Humilité et respect devant ce que la nature nous propose
Pour Emmanuel Pommier, directeur général de la maroquinerie artisanale et de la division sellière Hermès, qu’il s’agisse de parfums, de soie ou de cuir, « tous les métiers d’Hermès sont imprégnés par le respect de la matière naturelle ». « Nous sommes dans l’humilité et le respect devant ce que la nature nous propose », ajoute-t-il, précisant que « le rare et le précieux sont abordés par les sens, par le toucher ». Sur les conditions de recrutement, « c’est ouvert à tout le monde », précise M. Pommier. « Ceux qui nous rejoignent aujourd’hui sont des reconversions.
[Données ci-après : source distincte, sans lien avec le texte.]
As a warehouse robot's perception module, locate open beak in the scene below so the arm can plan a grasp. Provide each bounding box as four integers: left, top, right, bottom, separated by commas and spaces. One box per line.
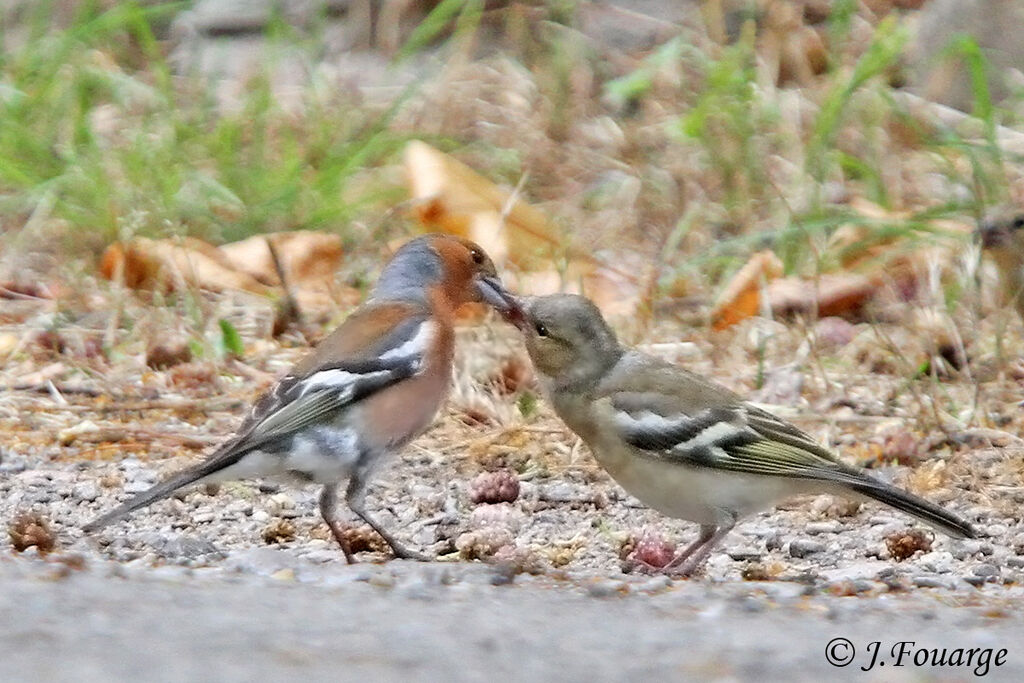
476, 275, 524, 327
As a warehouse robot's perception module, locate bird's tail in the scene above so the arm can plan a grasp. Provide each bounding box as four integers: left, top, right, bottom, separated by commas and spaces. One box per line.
851, 477, 977, 539
82, 465, 209, 533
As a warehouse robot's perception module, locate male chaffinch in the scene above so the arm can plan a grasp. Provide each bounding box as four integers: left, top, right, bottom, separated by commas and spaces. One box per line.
519, 294, 975, 575
977, 207, 1024, 319
84, 234, 516, 562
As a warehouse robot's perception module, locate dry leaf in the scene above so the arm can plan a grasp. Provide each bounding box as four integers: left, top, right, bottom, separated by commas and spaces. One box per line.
765, 272, 879, 317
711, 250, 782, 330
406, 140, 566, 270
99, 230, 342, 310
406, 140, 643, 318
99, 238, 272, 295
220, 230, 342, 290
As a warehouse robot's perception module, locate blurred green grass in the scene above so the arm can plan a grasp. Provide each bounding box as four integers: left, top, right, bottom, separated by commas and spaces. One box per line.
0, 0, 1007, 290
0, 2, 404, 249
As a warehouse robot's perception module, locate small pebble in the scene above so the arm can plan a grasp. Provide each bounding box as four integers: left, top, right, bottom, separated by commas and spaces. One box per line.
367, 571, 394, 588
913, 577, 947, 588
587, 580, 629, 598
71, 481, 99, 503
790, 539, 825, 557
726, 548, 764, 562
972, 564, 999, 578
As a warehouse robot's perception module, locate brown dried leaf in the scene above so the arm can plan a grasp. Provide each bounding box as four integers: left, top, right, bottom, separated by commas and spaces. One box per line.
99, 238, 271, 295
220, 230, 342, 310
711, 251, 782, 330
7, 512, 56, 553
765, 272, 879, 317
406, 140, 566, 270
406, 140, 641, 319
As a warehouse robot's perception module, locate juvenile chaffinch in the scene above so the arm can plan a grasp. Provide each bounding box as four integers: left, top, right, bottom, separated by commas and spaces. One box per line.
84, 234, 516, 562
519, 294, 975, 575
977, 207, 1024, 321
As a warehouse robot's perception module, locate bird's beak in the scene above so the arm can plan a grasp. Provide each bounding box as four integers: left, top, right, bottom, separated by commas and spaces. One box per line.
476, 275, 523, 326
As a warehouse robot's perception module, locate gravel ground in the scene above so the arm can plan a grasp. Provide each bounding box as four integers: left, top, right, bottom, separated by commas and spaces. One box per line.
0, 430, 1024, 681
6, 311, 1024, 681
0, 548, 1024, 681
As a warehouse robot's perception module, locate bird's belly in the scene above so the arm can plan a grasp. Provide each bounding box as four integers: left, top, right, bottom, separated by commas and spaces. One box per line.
208, 425, 360, 484
598, 448, 804, 524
Ils font le choix de rejoindre un métier manuel qui nécessite mémorisation, organisation, prise de décision, coordination main-cerveau. Ils prennent plaisir à ce travail très concret avec un retour assez immédiat. On a des parcours très différents » poursuit-il, révélant que trois nouvelles manufactures sont en cours de construction, en Charente à côté d’Angoulême, en Gironde, à côté de Bordeaux et dans les Ardennes, à Charleville-Mézières.